Pour information, le Conseil des Diffuseurs et Editeurs de Presse du Sénégal (CDEPS) tient une conférence de presse ce jour à 12h00 à la Maison de la Presse Babacar Touré. La rencontre portera également sur la gestion du Fonds d’Aide et de Développement de la Presse (FADP)
FADP 2025 : LA CLE DE REPARTITION
Le rapport de gestion du Fonds d’Appui et de Développement de la Presse (FADP) pour l’exercice 2025 lève le voile sur la répartition détaillée des subventions accordées aux médias sénégalais. Sur une enveloppe globale de 1 098 750 000 F CFA destinée à la presse privée et aux radios communautaires, voici ce que chaque acteur a perçu.

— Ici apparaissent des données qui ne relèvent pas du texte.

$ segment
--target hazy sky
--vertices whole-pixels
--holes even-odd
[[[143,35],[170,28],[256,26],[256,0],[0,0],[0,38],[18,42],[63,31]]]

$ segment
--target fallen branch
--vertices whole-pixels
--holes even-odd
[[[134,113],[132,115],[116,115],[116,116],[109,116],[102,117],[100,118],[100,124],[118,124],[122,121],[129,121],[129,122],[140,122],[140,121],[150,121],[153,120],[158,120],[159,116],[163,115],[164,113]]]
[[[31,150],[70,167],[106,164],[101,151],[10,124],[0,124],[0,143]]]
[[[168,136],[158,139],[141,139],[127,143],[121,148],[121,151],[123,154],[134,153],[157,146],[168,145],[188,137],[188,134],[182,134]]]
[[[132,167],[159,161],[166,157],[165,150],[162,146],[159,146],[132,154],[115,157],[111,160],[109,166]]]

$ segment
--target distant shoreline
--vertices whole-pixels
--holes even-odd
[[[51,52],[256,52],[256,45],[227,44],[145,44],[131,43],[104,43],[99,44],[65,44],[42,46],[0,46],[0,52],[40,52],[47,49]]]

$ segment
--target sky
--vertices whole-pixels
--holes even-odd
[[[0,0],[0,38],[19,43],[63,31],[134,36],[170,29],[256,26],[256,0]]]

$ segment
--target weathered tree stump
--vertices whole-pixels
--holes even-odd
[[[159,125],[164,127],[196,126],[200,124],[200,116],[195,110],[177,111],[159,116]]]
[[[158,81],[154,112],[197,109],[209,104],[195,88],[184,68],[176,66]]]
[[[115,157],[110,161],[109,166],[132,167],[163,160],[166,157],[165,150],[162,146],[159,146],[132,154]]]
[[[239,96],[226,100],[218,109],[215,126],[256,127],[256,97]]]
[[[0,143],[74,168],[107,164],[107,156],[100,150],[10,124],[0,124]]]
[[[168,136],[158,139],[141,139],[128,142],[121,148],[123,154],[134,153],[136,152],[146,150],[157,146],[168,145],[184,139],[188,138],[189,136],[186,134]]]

PRESSE EN LIGNE : SENEWEB ET DAKARACTU EN TÊTE
Avec 326 800 000 F CFA répartis entre 21 bénéficiaires, la presse en ligne confirme sa place de secteur dynamique. Seneweb décroche la première place avec 38 000 000 F CFA, devant Dakaractu (35 200 000 F CFA) et le Groupe Walfadjri (25 200 000 F CFA). Senenews et Senego Media perçoivent chacun 24 000 000 F CFA, tout comme PressAfrik. Le Groupe Sans Limites (GSL) reçoit 26 000 000 F CFA, tandis que Senepeople obtient 18 000 000 F CFA. Les nouveaux entrants comme Pulse.sn, Wannel TV, l’independant.com et Actuthies se partagent 4 800 000 F CFA chacun.
TÉLÉVISIONS : 2STV ET WALFADJRI DOMINENT
L’enveloppe télévisuelle s’établit à 157 500 000 F CFA pour cinq chaînes. 2STV et le Groupe Walfadjri trustent les montants les plus élevés avec 42 500 000 F CFA chacun. Label Media Plus reçoit 22 500 000 F CFA, tandis que Al Mouridiyyah s/c ARS IIERM et Lamp Fall Communication obtiennent 25 000 000 F CFA chacune.
RADIOS COMMERCIALES : SEN RADIO EN POLE POSITION
Quatre radios se partagent 96 250 000 F CFA. Sen Radio capte la plus grande part avec 33 250 000 F CFA, suivie du Groupe Walfadjri (31 500 000 F CFA), Trade FM (17 500 000 F CFA) et Alfayda FM (14 000 000 F CFA).
PRESSE ÉCRITE : SUD ET WALFADJRI À ÉGALITÉ
Sept titres de presse écrite se partagent 106 000 000 F CFA. Sud Sarl et le Groupe Walfadjri se retrouvent ex aequo avec 19 250 000 F CFA chacun. L’AS perçoit 16 250 000 F CFA, devant Les Echos et Arc Editions (15 000 000 F CFA chacun), Yoor Yoor (12 500 000 F CFA) et Aurore du Sud (8 750 000 F CFA).
RADIOS COMMUNAUTAIRES : 127 STATIONS FINANCÉES
Le secteur communautaire constitue le plus grand nombre de bénéficiaires avec 127 radios pour un total de 412 200 000 F CFA. Les montants individuels varient entre 3 000 000 et 4 400 000 F CFA. Parmi les mieux dotées figurent Radio Oxyjeunes 103.4, Gabou FM, Jokkoo FM, Moubarak FM, Mbour FM et Rail Bi FM, chacune à 4 400 000 F CFA. Benno FM se distingue avec 4 250 000 F CFA, tandis que la grande majorité des stations perçoit le plancher de 3 000 000 F CFA.